Mowbray sat at the large table in the centre of the living room. Kell had put all his books and papers in piles in the corner of the room. He had cleared his desk of detritus and removed a photograph of Rachel from the wall. Mowbray swivelled the three laptops towards him, then stood up, crossed the room and opened the window. Birdsong and the chatter of children. All of London life going on around them. He had pressed the kettle in the kitchen. Kell could hear it crackle and hiss to the boil.
‘Looks like Bernie’s all settled in.’ Mowbray was bac
k in front of the screens.
‘He had a shower about twenty minutes ago,’ Kell replied.
‘Not surprised. Fucking hot out …’
One of the mobiles rang. The link to Simon in the hotel. Kell answered it.
‘Boss?’
‘Yup.’
‘Vehicle outside. Could be an Uber.’
‘What makes you say that?’
‘Lexus. Guy just got out of the back.’
Let it be him, thought Kell. Let it be Minasian.
‘What’s he wearing?’
‘Don’t know if he’s going to ninety-eight. He’s talking to the driver.’
‘What does he look like?’
‘Tree in the way, guv. Those fucking leaves. Could be GAGARIN, could not be GAGARIN …’

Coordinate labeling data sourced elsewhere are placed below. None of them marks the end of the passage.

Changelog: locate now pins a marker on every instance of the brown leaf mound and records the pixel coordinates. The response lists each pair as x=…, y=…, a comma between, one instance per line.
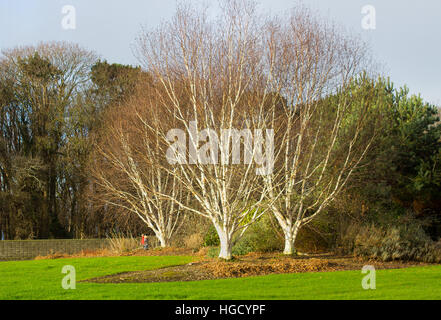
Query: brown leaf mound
x=246, y=269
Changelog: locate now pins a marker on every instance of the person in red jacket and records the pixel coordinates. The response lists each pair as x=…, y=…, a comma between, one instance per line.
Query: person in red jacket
x=144, y=242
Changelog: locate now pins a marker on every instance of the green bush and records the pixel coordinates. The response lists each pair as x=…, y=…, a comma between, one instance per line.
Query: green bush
x=405, y=242
x=213, y=252
x=211, y=238
x=259, y=237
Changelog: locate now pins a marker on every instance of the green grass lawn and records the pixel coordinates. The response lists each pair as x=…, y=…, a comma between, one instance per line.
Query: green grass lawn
x=41, y=279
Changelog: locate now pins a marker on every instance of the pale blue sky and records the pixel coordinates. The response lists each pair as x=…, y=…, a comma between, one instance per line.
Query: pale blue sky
x=407, y=38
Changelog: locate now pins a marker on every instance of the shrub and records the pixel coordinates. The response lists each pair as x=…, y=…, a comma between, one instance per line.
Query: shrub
x=406, y=242
x=211, y=238
x=213, y=252
x=194, y=241
x=120, y=243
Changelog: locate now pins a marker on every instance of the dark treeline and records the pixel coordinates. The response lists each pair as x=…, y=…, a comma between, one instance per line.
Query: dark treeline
x=53, y=98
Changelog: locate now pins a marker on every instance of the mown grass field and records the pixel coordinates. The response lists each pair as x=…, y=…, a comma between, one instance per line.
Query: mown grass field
x=41, y=279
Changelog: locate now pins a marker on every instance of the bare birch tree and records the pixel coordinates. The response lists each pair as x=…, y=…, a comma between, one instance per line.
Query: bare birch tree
x=210, y=78
x=317, y=147
x=128, y=171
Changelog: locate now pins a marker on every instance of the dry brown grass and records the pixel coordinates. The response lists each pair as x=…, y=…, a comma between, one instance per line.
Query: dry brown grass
x=282, y=265
x=82, y=254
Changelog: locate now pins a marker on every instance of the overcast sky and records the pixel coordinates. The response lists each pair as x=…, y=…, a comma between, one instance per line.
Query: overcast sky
x=407, y=38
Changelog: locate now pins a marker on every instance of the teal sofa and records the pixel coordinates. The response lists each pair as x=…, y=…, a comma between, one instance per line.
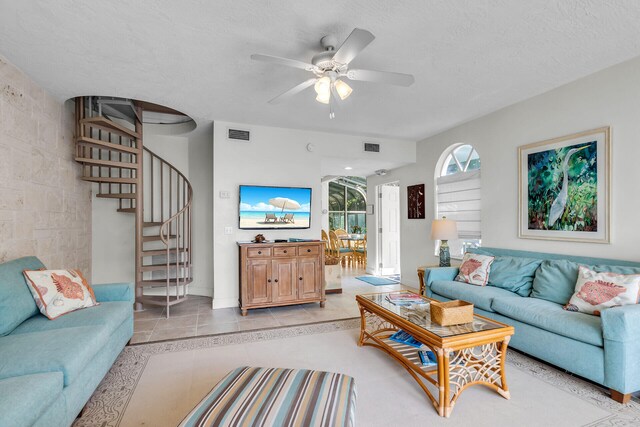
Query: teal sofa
x=528, y=290
x=50, y=368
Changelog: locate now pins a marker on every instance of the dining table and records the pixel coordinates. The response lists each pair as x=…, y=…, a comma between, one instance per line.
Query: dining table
x=349, y=238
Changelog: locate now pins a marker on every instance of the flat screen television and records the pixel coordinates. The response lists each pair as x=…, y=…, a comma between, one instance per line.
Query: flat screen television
x=284, y=208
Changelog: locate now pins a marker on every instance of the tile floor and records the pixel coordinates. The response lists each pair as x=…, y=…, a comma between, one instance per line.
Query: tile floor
x=195, y=317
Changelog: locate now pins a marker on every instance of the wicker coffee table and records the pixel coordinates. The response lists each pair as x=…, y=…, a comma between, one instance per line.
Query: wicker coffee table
x=467, y=354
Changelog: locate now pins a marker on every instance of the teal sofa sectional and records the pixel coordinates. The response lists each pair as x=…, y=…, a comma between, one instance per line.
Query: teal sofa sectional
x=50, y=368
x=528, y=290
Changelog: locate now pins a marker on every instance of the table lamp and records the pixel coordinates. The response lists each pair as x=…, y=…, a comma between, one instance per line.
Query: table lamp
x=444, y=230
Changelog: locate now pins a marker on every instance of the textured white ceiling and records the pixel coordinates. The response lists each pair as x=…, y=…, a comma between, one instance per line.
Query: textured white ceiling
x=469, y=57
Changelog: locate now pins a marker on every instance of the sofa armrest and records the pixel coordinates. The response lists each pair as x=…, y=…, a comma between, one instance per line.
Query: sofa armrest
x=621, y=332
x=621, y=324
x=114, y=292
x=432, y=274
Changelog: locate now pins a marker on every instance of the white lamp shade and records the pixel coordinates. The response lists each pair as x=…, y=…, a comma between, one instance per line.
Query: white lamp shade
x=444, y=229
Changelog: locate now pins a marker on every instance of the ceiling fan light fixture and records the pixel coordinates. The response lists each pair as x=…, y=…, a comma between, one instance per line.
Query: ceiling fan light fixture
x=343, y=89
x=323, y=98
x=323, y=85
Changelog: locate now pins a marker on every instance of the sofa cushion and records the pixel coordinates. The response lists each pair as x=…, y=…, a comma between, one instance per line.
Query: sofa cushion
x=481, y=297
x=555, y=280
x=24, y=399
x=68, y=350
x=552, y=317
x=16, y=302
x=514, y=274
x=111, y=314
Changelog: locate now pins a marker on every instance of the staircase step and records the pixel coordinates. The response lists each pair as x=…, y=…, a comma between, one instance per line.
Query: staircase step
x=159, y=252
x=97, y=143
x=159, y=267
x=160, y=300
x=109, y=180
x=160, y=282
x=155, y=238
x=106, y=163
x=117, y=195
x=103, y=122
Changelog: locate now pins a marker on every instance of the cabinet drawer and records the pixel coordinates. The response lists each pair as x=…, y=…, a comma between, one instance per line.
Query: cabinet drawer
x=284, y=251
x=258, y=252
x=308, y=250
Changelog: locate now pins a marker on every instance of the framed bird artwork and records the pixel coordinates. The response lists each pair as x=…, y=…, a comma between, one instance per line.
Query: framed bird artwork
x=415, y=205
x=565, y=188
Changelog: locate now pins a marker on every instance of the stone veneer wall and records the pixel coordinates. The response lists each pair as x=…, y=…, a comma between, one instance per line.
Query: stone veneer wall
x=45, y=209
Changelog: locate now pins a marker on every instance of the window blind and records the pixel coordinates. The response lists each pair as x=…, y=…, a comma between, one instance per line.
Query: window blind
x=458, y=198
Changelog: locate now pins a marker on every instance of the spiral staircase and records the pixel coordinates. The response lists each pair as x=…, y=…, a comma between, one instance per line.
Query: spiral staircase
x=109, y=146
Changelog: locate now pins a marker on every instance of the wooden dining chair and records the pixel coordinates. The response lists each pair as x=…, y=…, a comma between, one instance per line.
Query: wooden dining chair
x=344, y=254
x=342, y=232
x=360, y=251
x=327, y=244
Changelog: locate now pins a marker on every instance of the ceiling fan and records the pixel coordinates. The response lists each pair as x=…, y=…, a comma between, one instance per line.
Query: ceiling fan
x=331, y=66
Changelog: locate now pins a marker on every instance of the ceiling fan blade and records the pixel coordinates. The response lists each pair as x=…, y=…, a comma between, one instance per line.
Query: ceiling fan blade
x=283, y=61
x=381, y=77
x=293, y=91
x=353, y=45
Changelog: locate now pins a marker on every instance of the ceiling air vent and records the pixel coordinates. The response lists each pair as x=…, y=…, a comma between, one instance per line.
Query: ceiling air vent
x=239, y=135
x=371, y=147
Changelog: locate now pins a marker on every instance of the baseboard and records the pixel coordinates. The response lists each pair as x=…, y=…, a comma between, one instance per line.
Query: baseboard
x=225, y=302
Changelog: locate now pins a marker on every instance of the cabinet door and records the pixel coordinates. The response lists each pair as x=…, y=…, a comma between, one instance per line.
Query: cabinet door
x=284, y=276
x=259, y=282
x=309, y=283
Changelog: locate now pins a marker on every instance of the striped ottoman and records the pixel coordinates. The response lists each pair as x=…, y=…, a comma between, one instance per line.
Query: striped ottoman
x=277, y=397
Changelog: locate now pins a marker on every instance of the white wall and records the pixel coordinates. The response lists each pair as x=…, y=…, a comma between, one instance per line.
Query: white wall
x=610, y=97
x=201, y=177
x=278, y=157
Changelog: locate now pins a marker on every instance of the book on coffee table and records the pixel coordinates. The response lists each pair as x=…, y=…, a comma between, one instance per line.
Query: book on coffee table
x=403, y=337
x=427, y=358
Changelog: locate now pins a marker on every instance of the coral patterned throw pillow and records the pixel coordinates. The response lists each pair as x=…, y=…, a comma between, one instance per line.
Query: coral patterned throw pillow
x=59, y=292
x=475, y=269
x=596, y=291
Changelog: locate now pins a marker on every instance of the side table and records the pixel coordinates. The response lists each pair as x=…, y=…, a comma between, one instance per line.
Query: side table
x=421, y=270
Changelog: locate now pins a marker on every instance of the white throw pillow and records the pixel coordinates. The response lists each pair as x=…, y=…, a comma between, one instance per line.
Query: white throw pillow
x=475, y=269
x=58, y=292
x=596, y=291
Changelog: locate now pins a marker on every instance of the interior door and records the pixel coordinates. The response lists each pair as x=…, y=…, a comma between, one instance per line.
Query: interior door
x=389, y=229
x=259, y=282
x=309, y=278
x=284, y=277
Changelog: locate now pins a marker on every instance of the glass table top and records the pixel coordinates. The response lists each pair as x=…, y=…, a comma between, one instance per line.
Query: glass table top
x=420, y=315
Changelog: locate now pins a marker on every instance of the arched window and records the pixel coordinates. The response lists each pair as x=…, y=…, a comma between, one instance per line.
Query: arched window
x=458, y=195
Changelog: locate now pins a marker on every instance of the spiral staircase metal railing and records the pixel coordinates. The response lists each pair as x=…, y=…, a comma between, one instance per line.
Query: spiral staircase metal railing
x=109, y=145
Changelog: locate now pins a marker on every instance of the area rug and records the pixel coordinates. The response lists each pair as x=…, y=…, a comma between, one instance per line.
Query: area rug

‘What’s he wearing?’ Kell heard the attack in his own voice, the anxiety, and backed off. ‘What can you see?’
‘Black shoes. Black trousers.’
It had been reported that Minasian was wearing black shoes and dark blue trousers. It could be a match.
‘Hair? Give me something else.’
‘Dark. Cut short. Balding at the back. Early thirties. Short, squat. Maybe Greek or Turkish? Mediterranean. I can’t see his face. Red shirt, black blazer.’
Balding didn’t sound right. Minasian had a full head of hair. And the colouring and height were wrong. Furthermore, the Russian had been wearing a white shirt and grey sports jacket. It was possible that he had changed after leaving the Wolseley, but it was unlikely that he had yet finished lunch.
‘It’s not him,’ he said, looking across the room. Mowbray was staring at Kell. ‘It’s not GAGARIN.’
There was a momentary silence. Kell put the phone on speaker and Simon’s voice filled the room.